After about a 20 minute chat, Kevin announced that he would go and pretend to be a student for a while, watch a few live and archive grinds, and get back to us in a few days. With this declaration, something in the pit of my stomach began to feel very heavy. I began to feel quite unwell. The feeling of déjà-vu I experienced was so intense that I think I actually had a black out, with no drink taken. When I woke up from this momentary, hellish-nightmare-filled black out, the voice in my head was shouting at me (it normally spoke). The crux of the message was: “Remember what happened with QSAT???”. “Oh fuck”, I said (to myself).
Low and behold, a few days later, we received an email from Kevin in UPC. Below are his EXACT words along with the screen shot he sent via email:
I really wish I could say I was surprised and taken aback by his email. Unfortunately, I can’t. During my black out in the UPC offices, I had a premonition. In this premonition was a vivid vision of this email. The email I received from Kevin resembled the vision so closely, that I’d swear I have clairvoyant tendencies and am considering taking up a new career as Mystic Mike.

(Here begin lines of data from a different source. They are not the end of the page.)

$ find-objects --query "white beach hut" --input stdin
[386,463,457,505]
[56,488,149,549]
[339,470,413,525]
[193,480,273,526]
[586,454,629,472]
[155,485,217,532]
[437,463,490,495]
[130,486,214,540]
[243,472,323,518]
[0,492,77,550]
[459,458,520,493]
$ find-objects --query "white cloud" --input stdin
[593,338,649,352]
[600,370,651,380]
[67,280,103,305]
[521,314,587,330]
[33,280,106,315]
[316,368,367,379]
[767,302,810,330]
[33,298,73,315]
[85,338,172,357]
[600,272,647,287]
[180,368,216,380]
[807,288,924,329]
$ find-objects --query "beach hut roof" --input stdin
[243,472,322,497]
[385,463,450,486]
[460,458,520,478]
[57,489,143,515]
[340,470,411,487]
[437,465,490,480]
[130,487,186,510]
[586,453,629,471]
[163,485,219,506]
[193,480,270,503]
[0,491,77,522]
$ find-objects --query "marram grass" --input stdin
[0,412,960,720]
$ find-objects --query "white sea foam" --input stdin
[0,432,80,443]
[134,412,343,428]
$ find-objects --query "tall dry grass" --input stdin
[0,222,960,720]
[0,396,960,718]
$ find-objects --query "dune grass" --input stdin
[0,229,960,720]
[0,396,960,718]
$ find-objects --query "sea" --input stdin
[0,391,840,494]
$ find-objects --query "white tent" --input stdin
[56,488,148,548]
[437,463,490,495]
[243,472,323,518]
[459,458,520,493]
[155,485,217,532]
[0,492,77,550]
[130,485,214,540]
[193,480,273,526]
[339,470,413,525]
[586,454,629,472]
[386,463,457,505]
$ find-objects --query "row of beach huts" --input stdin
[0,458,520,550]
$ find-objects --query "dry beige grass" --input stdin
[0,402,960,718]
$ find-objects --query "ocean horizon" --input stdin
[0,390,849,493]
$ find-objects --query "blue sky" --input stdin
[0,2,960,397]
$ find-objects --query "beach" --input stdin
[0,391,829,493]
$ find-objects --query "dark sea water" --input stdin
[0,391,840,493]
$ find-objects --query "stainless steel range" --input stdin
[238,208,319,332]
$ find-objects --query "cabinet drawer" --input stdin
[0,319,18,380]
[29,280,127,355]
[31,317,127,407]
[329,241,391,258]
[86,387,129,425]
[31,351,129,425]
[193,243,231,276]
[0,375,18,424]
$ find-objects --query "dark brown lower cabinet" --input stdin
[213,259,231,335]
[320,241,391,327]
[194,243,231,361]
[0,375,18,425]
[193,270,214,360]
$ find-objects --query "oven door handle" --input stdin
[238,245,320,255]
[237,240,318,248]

Premonitions, visions and hellish nightmares aside for a minute. For a student (the user) to get an error message like this, or worse again, their parents (the customer), with no reasonable explanation given, is catastrophic. But for a guy from one of the biggest broadband providers in Ireland getting this error message? The word doesn’t exist; at least I am not familiar with any word which would appropriately describe the gravity of this kind of fuck up.
Needless to say the deal with UPC never panned out.